What do you get when you reduce a novel to a couple of hundred words as Marc Vincenz does in Behind the Wall at the Sugar Works?—Language that sparkles like perfectly cut diamonds, a tale that ceases to be a story and becomes pure universal poetry.
A haunting, disrupted lyric, Vincenz’ verse novel evokes a dystopia all too proximal—”empty cities / and ruined lives”—where even the “colored waves” and “comforting voices” of the Internet/entertainment nexus have fallen away. Refusing to blink, he narrates the nightmare of a domestic economic terror in which laborers are housed in cells, guarded, tortured, ceaselessly watched and watching: their “Wide eyes stare / heavy zeros / into spangled / heaps of sugar cubes.” As the poet notes, “Someone has to drink / their tea sweet.” Though not here, not now. Vincenz’ narrator, jealous of her own small “sugar,” inhabits a buzzing silence in which neither trust nor love are possible, only vigilance and terror. Coupling the endless war on terror with the catastrophic greed of unrestrained capitalism, Marc Vincenz drops us into our own welling darkness, the language gorgeous, terrible, and spare.

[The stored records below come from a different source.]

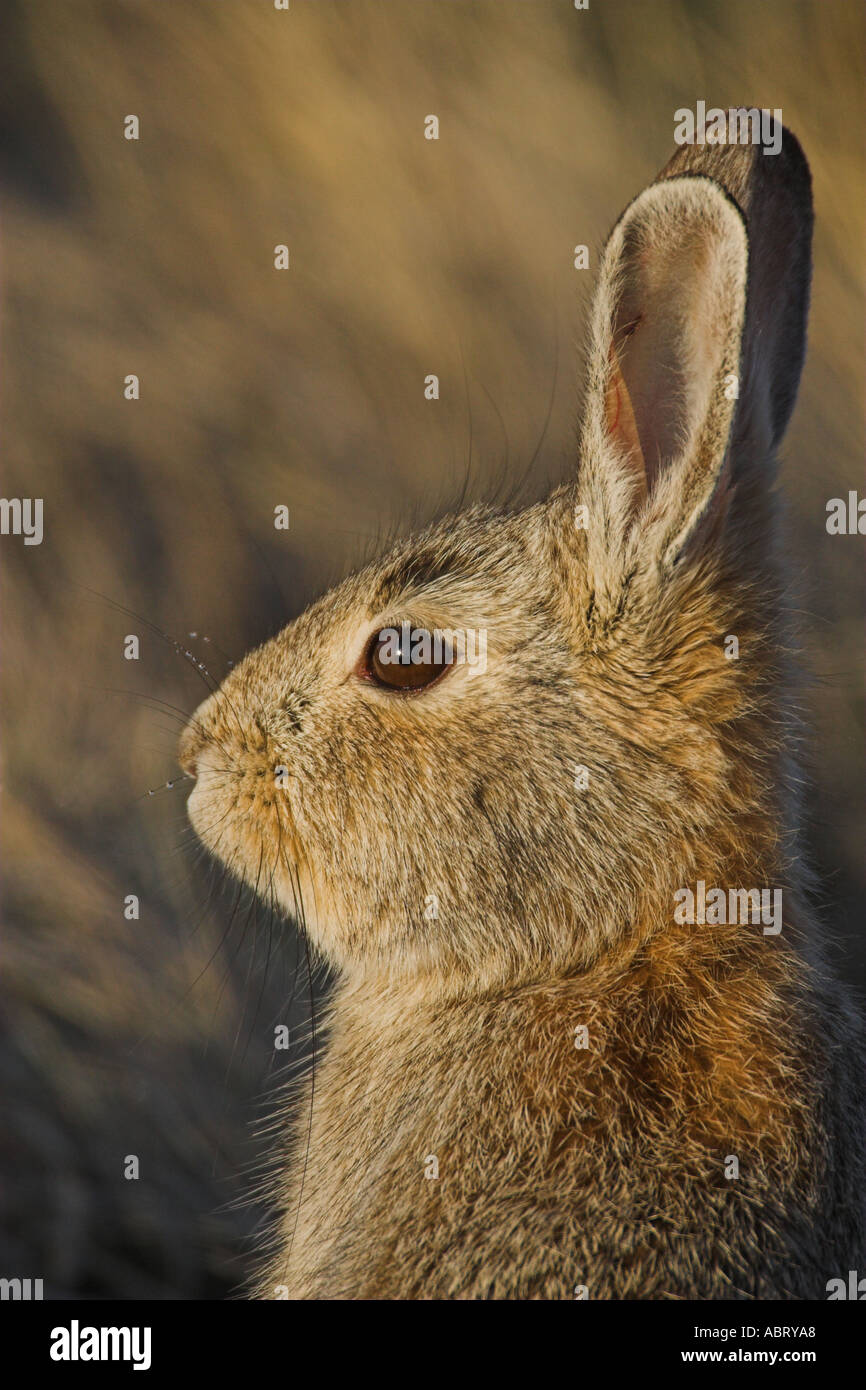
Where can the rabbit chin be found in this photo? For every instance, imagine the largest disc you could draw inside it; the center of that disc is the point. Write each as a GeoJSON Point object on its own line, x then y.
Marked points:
{"type": "Point", "coordinates": [225, 818]}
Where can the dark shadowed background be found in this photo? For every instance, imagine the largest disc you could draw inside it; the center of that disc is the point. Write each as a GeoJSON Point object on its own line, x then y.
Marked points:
{"type": "Point", "coordinates": [306, 388]}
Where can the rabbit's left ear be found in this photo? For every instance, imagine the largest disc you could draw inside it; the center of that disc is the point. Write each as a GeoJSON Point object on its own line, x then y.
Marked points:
{"type": "Point", "coordinates": [665, 356]}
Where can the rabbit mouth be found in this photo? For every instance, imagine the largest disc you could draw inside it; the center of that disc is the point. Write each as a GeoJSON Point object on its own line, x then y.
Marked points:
{"type": "Point", "coordinates": [245, 822]}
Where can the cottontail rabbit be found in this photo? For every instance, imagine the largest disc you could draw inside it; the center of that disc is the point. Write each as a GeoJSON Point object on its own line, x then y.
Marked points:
{"type": "Point", "coordinates": [540, 1080]}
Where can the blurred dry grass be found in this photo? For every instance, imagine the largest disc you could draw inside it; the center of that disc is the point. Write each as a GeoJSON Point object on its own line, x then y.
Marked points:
{"type": "Point", "coordinates": [407, 257]}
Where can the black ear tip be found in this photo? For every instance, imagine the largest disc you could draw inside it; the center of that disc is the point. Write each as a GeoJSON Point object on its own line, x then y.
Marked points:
{"type": "Point", "coordinates": [747, 170]}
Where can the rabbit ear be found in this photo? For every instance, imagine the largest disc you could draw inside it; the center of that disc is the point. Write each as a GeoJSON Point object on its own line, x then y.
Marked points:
{"type": "Point", "coordinates": [697, 344]}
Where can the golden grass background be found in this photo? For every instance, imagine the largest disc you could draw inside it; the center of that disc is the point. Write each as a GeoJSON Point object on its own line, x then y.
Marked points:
{"type": "Point", "coordinates": [306, 388]}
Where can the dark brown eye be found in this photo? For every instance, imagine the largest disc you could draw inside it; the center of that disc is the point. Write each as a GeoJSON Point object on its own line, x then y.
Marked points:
{"type": "Point", "coordinates": [406, 658]}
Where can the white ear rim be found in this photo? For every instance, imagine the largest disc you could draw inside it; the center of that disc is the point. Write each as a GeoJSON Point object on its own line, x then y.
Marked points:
{"type": "Point", "coordinates": [662, 211]}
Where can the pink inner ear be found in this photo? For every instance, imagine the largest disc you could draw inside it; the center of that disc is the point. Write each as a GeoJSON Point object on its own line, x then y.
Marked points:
{"type": "Point", "coordinates": [620, 423]}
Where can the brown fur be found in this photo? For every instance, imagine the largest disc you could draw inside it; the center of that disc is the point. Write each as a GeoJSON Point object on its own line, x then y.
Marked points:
{"type": "Point", "coordinates": [455, 1037]}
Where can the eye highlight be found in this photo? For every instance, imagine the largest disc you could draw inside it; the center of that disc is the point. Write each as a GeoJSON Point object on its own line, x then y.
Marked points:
{"type": "Point", "coordinates": [406, 659]}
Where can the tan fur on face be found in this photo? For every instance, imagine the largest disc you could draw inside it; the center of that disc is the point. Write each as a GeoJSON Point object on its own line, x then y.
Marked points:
{"type": "Point", "coordinates": [453, 1036]}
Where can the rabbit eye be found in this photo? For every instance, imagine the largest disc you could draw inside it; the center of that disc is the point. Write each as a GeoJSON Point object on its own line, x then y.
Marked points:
{"type": "Point", "coordinates": [406, 658]}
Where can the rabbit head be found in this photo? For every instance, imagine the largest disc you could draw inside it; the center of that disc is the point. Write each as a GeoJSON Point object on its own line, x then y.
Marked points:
{"type": "Point", "coordinates": [517, 799]}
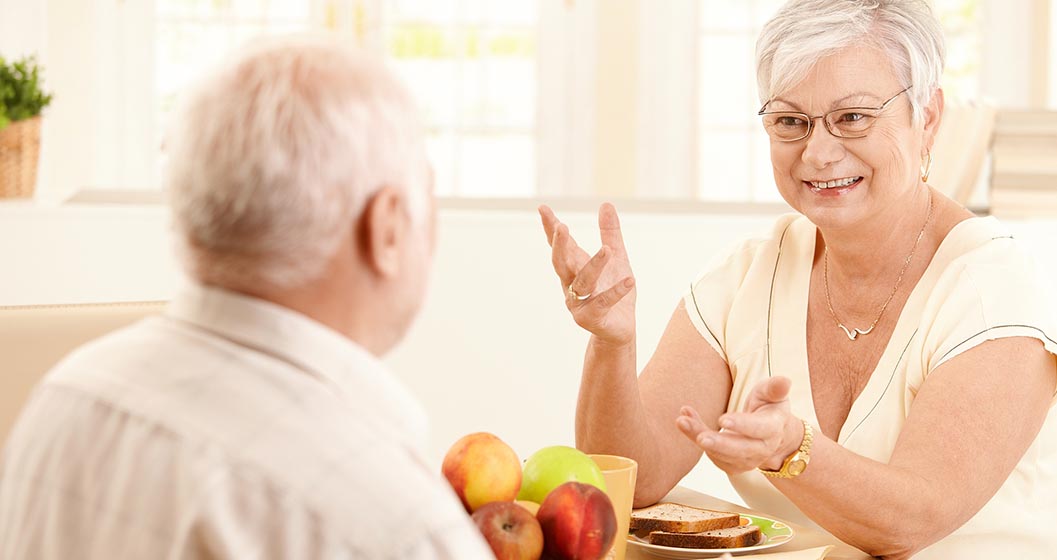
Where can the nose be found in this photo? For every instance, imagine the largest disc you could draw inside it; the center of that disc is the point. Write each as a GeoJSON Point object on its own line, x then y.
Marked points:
{"type": "Point", "coordinates": [821, 148]}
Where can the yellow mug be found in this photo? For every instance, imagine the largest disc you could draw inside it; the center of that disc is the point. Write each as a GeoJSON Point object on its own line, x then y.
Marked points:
{"type": "Point", "coordinates": [619, 473]}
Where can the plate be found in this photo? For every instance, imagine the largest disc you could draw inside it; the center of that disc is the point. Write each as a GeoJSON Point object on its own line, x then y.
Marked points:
{"type": "Point", "coordinates": [774, 534]}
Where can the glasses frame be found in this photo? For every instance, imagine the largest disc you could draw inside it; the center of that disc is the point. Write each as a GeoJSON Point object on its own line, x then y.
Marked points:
{"type": "Point", "coordinates": [826, 122]}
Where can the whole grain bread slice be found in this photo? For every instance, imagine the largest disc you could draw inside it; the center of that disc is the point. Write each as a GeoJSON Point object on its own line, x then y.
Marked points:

Marc Vincenz is Swiss-British, was born in Hong Kong, and currently divides his time between Reykjavik, Zurich and New York City. His work has appeared in many journals, including Washington Square Review, Canary, The Bitter Oleander, and Guernica. His recent books include The Propaganda Factory, or Speaking of Trees; Pull of the Gravitons; Gods of a Ransacked Century; and forthcoming from NeoPoiesis Press, Mao’s Moles. A new English-German bi-lingual collection, Additional Breathing Exercises, is forthcoming from Wolfbach Verlag, Zurich, Switzerland (2013). His recent translations include Kissing Nests by Werner Lutz (Spuyten Duyvil, 2013) and Secret Letter by Erika Burkart from Cervena Barva Press.